Des heures d'ouverture plus courtes, ou encore des guichets en moins - on n'en est pas encore là, comme le démontre une enquête réalisée auprès de Migros, Coop et Manor. La porte-parole de Migros, Carmen Hefti, affirme que la liste des boucheries en magasin a jusqu'à présent été maintenue. «Cette offre correspond à un besoin important de la clientèle, auquel nous souhaitons répondre en toutes circonstances».
Les heures d'ouverture n'ont pas non plus dû être réduites jusqu'à présent. «Cependant, il est vrai qu'il y a parfois des charges supplémentaires dues au manque de personnel», explique Hefti. Le porte-parole de Coop, Caspar Frey, a également déclaré qu'il n'y avait pas de restrictions opérationnelles. Plus d'un quart des succursales sont équipées d'une boucherie. Il y a actuellement «quelques postes vacants» pour cela.

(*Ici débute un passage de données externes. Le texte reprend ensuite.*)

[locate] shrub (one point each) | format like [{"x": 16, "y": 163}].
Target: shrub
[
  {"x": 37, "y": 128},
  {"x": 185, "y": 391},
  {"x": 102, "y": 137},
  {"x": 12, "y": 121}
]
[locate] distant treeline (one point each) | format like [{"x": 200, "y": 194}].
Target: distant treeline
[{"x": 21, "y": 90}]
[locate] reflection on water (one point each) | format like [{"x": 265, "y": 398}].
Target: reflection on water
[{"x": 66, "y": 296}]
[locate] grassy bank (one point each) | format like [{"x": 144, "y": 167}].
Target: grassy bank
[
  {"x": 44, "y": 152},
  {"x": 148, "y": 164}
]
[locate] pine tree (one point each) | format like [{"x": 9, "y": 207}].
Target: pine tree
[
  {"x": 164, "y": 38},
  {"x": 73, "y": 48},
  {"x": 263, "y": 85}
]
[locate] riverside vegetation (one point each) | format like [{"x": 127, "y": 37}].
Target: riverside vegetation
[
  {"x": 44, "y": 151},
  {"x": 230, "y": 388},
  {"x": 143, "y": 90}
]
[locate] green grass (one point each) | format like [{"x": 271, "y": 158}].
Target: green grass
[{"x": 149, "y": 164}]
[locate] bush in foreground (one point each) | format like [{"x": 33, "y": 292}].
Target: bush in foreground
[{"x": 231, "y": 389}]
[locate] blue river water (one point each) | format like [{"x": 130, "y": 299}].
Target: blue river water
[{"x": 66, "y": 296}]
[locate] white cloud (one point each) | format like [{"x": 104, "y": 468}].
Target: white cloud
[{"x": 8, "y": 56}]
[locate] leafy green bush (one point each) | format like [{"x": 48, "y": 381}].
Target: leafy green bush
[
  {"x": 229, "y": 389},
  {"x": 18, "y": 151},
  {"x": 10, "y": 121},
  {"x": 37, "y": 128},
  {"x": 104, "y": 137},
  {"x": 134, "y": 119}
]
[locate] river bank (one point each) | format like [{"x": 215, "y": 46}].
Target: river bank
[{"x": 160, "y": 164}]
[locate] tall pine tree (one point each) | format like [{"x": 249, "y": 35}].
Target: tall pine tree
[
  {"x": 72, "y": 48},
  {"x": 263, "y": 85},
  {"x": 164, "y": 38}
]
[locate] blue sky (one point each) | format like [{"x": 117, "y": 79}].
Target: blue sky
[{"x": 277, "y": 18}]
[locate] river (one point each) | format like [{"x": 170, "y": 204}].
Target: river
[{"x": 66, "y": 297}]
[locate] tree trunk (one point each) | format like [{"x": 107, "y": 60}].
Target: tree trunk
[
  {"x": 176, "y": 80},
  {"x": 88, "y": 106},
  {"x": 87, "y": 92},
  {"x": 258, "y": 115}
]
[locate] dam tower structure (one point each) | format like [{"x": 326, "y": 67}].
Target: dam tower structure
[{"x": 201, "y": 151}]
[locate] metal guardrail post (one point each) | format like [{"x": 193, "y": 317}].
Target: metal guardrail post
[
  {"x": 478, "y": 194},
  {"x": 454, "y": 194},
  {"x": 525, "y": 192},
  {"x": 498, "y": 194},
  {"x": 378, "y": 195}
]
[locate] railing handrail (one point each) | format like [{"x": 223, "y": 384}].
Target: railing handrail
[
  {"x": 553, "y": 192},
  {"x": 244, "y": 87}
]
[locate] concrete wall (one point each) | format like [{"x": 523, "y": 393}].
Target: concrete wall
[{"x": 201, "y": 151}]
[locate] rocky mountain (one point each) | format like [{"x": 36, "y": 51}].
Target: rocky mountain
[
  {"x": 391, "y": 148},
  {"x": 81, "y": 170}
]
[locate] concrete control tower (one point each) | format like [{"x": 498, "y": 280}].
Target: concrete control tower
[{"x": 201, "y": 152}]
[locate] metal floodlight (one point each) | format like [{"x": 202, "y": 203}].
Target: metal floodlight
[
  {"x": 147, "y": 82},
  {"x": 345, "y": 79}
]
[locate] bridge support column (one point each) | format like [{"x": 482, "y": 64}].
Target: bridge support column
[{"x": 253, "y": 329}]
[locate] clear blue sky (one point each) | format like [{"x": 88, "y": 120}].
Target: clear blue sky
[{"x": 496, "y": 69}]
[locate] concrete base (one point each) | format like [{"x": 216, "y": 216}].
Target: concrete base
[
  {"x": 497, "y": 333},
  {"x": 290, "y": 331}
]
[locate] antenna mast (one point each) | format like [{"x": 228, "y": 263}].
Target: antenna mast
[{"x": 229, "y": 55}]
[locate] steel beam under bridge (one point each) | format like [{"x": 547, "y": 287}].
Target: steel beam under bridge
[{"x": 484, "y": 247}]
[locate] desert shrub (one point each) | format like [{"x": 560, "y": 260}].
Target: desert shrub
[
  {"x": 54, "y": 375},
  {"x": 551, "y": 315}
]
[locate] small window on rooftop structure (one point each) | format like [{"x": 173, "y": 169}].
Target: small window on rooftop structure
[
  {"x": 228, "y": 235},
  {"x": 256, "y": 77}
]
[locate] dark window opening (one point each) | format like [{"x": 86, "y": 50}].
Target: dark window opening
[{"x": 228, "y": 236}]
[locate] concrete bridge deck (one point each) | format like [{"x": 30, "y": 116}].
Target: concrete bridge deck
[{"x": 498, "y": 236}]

Des départs ont également eu lieu dans la branche, en particulier chez les personnes ayant une formation supérieure, même s'ils ne sont pas aussi importants que dans la restauration. Mais dans le commerce de détail, les conditions de travail insatisfaisantes sont considérées comme la principale raison de la fluctuation.
L'étude pose donc la question suivante: «La branche a-t-elle un problème d'attractivité?» En comparaison avec l'ensemble de l'économie, les employés du commerce de détail sont plus nombreux que la moyenne à invoquer le bas niveau de salaire comme motif de recherche d'un nouvel emploi.
En raison de facteurs structurels tels que la vague de départs à la retraite des baby-boomers, le problème de la pénurie de personnel devrait persister, conclut l'étude. Ce qu'il faut désormais, c'est une culture de direction marquée par la reconnaissance et l'estime, ainsi que des modèles de temps de travail flexibles et des possibilités de formation continue.
Par exemple, la maison de couture féminine allemande Gerry Weber a annoncé qu'elle autoriserait les employées à travailler quatre ou cinq jours par semaine. Et depuis le Covid, la devise «travailler où vous voulez» s'applique également à la chaîne de vêtements. Mais cette offensive de flexibilité ne devrait être réaliste que pour les salariés des bureaux. Car côté vente, une pancarte «absent aujourd'hui» en caisse ne serait guère appréciée.
Malgré les défis sur le marché du travail, les auteurs de l'étude s'attendent à une croissance du chiffre d'affaires dans le secteur du commerce de détail l'année prochaine. Dans le marché dit «non alimentaire», ils prévoient environ 0,8%. Dans le secteur alimentaire et near-food, c'est-à-dire la vente de produits tels que le riz, le lait ou la nourriture pour animaux, ils s'attendent même à une croissance de 2,1%.
Cependant, d'autres détaillants sont susceptibles de disparaître, tout comme Vögele Shoes. «La fin de la route n'est pas encore atteinte», déclare l'expert de l'industrie Hotz. «L'ajustement structurel se poursuit.»